The New Jim Crow: Mass Incarceration in the Age of Colorblindness, by Michelle Alexander
Praised by Harvard Law professor Lani Guinier as “brave and bold,” this book directly challenges the notion that the election of Barack Obama signals a new era of colorblindness. With dazzling candor, legal scholar Michelle Alexander argues that “we have not ended racial caste in America; we have merely redesigned it.” By targeting black men through the War on Drugs and decimating communities of color, the U.S. criminal justice system functions as a contemporary system of racial control—relegating millions to a permanent second-class status—even as it formally adheres to the principle of colorblindness. In the words of Benjamin Todd Jealous, president and CEO of the NAACP, this book is a “call to action.” Alexander’s work tore open a hole in our nation’s understanding of criminal justice, leading to the creation of The Marshall Project and a $100 million investment in the nascent Art for Justice Fund.
Policing the Colony: From the American Revolution to Ferguson
Adapted from Chris Hayes’s book, this essay covers the protests in Ferguson, Missouri. It details the humiliations inherent in street policing and how the city of Ferguson explicitly designed its policing programs to produce revenue rather than protect public safety.
How to Be an Antiracist, by Ibram X. Kendi
Not being racist and being antiracist are different things. Antiracism is a transformative concept that reorients and re-energizes the conversation about racism. With groundbreaking vision and revelatory clarity of purpose, Kendi argues that to reject racism is insufficient–rather, one must practice antiracism, which demands “persistent self-awareness, constant self-criticism, and regular self-examination.” At its core, racism is a powerful system that creates false hierarchies of human value; its warped logic extends beyond race, from the way we regard people of different ethnicities or skin colors to the way we treat people of different sexes, gender identities, and body types. In How to Be an Antiracist, Kendi takes readers through a widening circle of antiracist ideas—from the most basic concepts to visionary possibilities—that will help readers see all forms of racism clearly, understand their poisonous consequences, and work to oppose them in our systems and in ourselves.

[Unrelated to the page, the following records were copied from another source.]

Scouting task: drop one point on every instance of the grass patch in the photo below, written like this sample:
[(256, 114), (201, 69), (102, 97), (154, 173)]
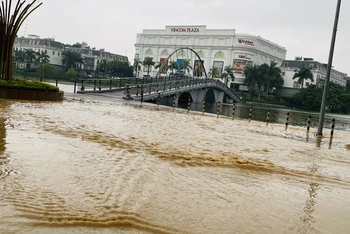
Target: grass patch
[(18, 84)]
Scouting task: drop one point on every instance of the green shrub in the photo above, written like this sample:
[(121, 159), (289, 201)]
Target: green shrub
[(27, 85)]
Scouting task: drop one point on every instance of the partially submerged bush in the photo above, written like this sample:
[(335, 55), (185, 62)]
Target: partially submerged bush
[(27, 85)]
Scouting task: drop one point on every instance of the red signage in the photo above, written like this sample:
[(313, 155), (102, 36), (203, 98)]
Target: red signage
[(184, 29), (243, 57), (247, 42)]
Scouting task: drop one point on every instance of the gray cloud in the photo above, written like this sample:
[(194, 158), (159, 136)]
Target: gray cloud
[(304, 27)]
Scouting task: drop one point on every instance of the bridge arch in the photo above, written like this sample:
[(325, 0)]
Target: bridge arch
[(181, 49), (184, 97)]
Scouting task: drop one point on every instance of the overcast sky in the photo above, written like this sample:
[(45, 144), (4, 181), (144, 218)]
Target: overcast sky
[(303, 27)]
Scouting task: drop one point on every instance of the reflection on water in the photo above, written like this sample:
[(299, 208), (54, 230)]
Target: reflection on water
[(97, 167), (277, 115)]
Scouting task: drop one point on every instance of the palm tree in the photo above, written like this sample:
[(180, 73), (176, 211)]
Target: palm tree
[(103, 67), (30, 57), (213, 72), (19, 56), (304, 73), (186, 66), (198, 69), (45, 69), (137, 66), (158, 65), (42, 57), (228, 72), (148, 61), (271, 74), (71, 59), (173, 66)]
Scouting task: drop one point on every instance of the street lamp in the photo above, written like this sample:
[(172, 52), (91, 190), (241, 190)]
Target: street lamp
[(329, 69)]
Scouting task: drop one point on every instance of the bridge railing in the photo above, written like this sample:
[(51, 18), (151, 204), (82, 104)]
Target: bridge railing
[(118, 83), (151, 88), (166, 86)]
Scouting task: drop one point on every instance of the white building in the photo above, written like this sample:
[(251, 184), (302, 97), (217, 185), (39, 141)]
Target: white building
[(216, 47), (319, 71), (54, 49)]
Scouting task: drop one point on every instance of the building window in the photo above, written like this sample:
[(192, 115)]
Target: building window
[(201, 54), (296, 84), (219, 55), (165, 52), (181, 54), (149, 52)]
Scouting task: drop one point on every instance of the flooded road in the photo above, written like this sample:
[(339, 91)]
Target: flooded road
[(85, 166)]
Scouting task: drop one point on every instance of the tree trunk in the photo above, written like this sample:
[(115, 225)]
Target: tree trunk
[(267, 91)]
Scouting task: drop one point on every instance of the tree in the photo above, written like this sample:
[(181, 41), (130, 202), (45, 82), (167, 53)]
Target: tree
[(148, 62), (10, 22), (198, 69), (19, 56), (228, 72), (309, 98), (45, 69), (304, 73), (42, 57), (103, 67), (30, 56), (71, 59), (158, 65), (119, 68), (254, 76), (186, 65), (272, 76), (347, 87), (213, 72), (71, 73), (137, 66), (173, 66)]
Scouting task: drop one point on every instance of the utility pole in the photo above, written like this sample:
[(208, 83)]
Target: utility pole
[(329, 69)]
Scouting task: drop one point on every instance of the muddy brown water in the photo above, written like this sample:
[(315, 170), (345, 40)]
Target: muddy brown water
[(85, 166)]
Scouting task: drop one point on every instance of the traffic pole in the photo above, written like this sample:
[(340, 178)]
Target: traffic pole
[(268, 118), (233, 111), (218, 112), (203, 107), (189, 104), (250, 113), (287, 121)]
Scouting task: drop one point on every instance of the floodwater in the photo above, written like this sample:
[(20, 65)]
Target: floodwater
[(85, 166)]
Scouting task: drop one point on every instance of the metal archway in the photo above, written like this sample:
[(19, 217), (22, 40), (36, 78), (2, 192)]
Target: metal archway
[(182, 48)]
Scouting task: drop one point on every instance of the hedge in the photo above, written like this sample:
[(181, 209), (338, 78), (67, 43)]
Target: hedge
[(27, 85)]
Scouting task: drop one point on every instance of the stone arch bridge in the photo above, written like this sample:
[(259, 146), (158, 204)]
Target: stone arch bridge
[(197, 89)]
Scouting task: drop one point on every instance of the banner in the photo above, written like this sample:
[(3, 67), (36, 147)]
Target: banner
[(239, 65), (165, 68), (220, 66), (197, 68), (145, 68)]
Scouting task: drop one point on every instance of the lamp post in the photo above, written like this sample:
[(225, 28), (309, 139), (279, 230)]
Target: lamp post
[(329, 69)]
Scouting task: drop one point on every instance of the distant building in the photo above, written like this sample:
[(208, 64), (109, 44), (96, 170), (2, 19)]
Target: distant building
[(54, 49), (216, 47), (318, 69), (93, 57)]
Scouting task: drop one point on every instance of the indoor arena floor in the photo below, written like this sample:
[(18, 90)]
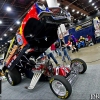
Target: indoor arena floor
[(86, 84)]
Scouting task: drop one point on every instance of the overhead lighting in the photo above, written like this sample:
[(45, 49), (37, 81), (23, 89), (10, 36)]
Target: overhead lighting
[(66, 7), (8, 9), (90, 1), (18, 22), (73, 10), (92, 4), (10, 29), (77, 12), (0, 22), (5, 34), (81, 13), (58, 4), (0, 38), (95, 7)]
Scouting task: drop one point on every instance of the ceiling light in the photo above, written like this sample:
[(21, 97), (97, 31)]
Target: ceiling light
[(90, 0), (0, 22), (95, 7), (8, 9), (73, 10), (18, 22), (77, 12), (66, 7), (58, 4), (92, 4), (10, 29), (5, 34), (0, 38)]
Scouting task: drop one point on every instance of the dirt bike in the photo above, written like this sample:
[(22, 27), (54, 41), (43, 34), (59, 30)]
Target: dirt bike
[(36, 33)]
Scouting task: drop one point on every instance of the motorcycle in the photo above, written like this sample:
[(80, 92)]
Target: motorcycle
[(36, 33)]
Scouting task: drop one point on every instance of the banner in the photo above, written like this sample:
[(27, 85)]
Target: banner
[(84, 25), (96, 22), (62, 29)]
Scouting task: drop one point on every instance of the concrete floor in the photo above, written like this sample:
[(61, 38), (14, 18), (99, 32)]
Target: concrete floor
[(85, 85)]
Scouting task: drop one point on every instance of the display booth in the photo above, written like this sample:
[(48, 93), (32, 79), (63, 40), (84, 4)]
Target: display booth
[(86, 28)]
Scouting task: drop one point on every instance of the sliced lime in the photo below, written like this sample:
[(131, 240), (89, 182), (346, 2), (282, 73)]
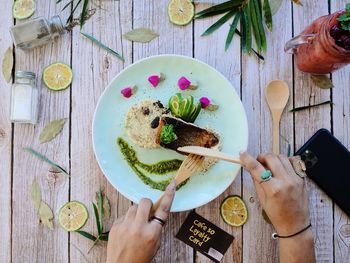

Invisible Man by Ralph Ellison
A first novel by an unknown writer, it remained on the bestseller list for sixteen weeks, won the National Book Award for fiction, and established Ralph Ellison as one of the key writers of the century. Invisible Man addresses many of the social and intellectual issues faced by the African Americans in the early twentieth century, including black nationalism, the relationship between black identity and Marxism, and the reformist racial policies of Booker T. Washington, as well as issues of individuality and personal identity. The nameless narrator of the novel describes growing up in a black community in the South, attending a Negro college from which he is expelled, moving to New York and becoming the chief spokesman of the Harlem branch of “the Brotherhood”, and retreating amid violence and confusion to the basement lair of the Invisible Man he imagines himself to be. The book is a passionate and witty tour de force of style, strongly influenced by T.S. Eliot’s The Waste Land, Joyce, and Dostoevsky.
Violent Protests Are Not the Story. Police Violence Is
If you’re looking for a quick read, this short Vox article explains how the racism inherent in the U.S. criminal justice system provided the tinder for the current protests to explode nationwide.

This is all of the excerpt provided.